Es una idea muy de vestuario, muy de equipo que sabe que ha perdido consistencia en este tramo de la temporada. No suena a frase hecha; suena a diagnóstico real.
Un carácter que a veces trae problemas… y muchas anécdotas
Milla reconoce que siempre ha sido de decir lo que piensa. Eso le ha costado broncas, discusiones y algún momento incómodo. También ha protagonizado escenas surrealistas, como aquella vez que le enseñó una tarjeta amarilla a un árbitro después de recogerla del suelo. Él mismo lo cuenta con humor, como si fuese una travesura de patio de colegio más que una polémica profesional.

También admite errores, como cuando llamó “eres malísimo” a Hernández Hernández. No intenta justificarse: dice que fue un calentón y que pidió disculpas después. Esa mezcla de impulsividad y honestidad es parte del personaje.

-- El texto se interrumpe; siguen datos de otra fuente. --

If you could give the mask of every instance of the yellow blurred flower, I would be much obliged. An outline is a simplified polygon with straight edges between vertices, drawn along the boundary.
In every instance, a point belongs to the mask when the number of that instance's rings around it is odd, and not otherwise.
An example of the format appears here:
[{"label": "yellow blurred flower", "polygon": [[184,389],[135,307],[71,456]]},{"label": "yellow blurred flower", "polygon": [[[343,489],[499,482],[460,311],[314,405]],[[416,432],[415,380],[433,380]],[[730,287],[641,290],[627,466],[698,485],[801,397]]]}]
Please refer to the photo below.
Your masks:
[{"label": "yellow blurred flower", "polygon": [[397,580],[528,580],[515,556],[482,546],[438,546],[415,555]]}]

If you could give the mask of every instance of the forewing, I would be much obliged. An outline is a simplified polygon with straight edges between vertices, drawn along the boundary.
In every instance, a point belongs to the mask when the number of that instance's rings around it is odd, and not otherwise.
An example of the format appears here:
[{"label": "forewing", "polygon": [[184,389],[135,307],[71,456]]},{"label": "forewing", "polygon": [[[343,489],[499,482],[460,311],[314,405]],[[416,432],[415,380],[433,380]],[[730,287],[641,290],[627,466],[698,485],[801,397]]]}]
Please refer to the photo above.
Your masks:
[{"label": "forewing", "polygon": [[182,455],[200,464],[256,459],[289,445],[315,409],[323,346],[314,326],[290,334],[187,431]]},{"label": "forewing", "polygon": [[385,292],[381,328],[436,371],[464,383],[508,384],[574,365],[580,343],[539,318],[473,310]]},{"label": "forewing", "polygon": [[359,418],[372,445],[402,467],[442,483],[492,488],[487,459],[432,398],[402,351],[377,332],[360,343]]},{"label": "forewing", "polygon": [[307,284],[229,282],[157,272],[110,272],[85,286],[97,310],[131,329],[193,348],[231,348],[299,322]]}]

Una historia de película… incluso fuera del campo
Su carrera incluye episodios que parecen sacados de una serie. Uno de los más llamativos ocurrió en Sudáfrica, cuando jugaba en el Platinum Stars. Durante un traslado, un coche policial empezó a perseguirlos. No eran agentes: eran ladrones que utilizaban vehículos de expolicías para asaltar turistas. Lograron escapar por carreteras secundarias y poco después decidió volver a España.
No es la típica historia de cantera, ascenso y éxito. Es más caótica, más humana… más “zumbada”, como diría él.
Objetivo claro: 42 puntos y nada más
En plena conversación sobre aspiraciones, Milla pone los pies en el suelo. Nada de mirar a Europa ni de hacer cuentas fantasiosas. Su mensaje es cristalino: “El objetivo es llegar a 42 puntos y el que piense más allá ahora mismo o antes está equivocado”.
Entiende que la afición sueñe -“después de donde venimos, ¿cómo no van a pensar en Europa?”-, pero dentro del vestuario prefieren prudencia. Primero asegurar la permanencia. Luego ya se verá.
Un perico que quiere quedarse
La entrevista se cierra con una declaración que gustará mucho en Cornellà. Cuando le preguntan si le gustaría terminar su carrera en el Espanyol, no duda: “Sí, siempre lo he dicho. Y creo que queda Pere Milla para rato”.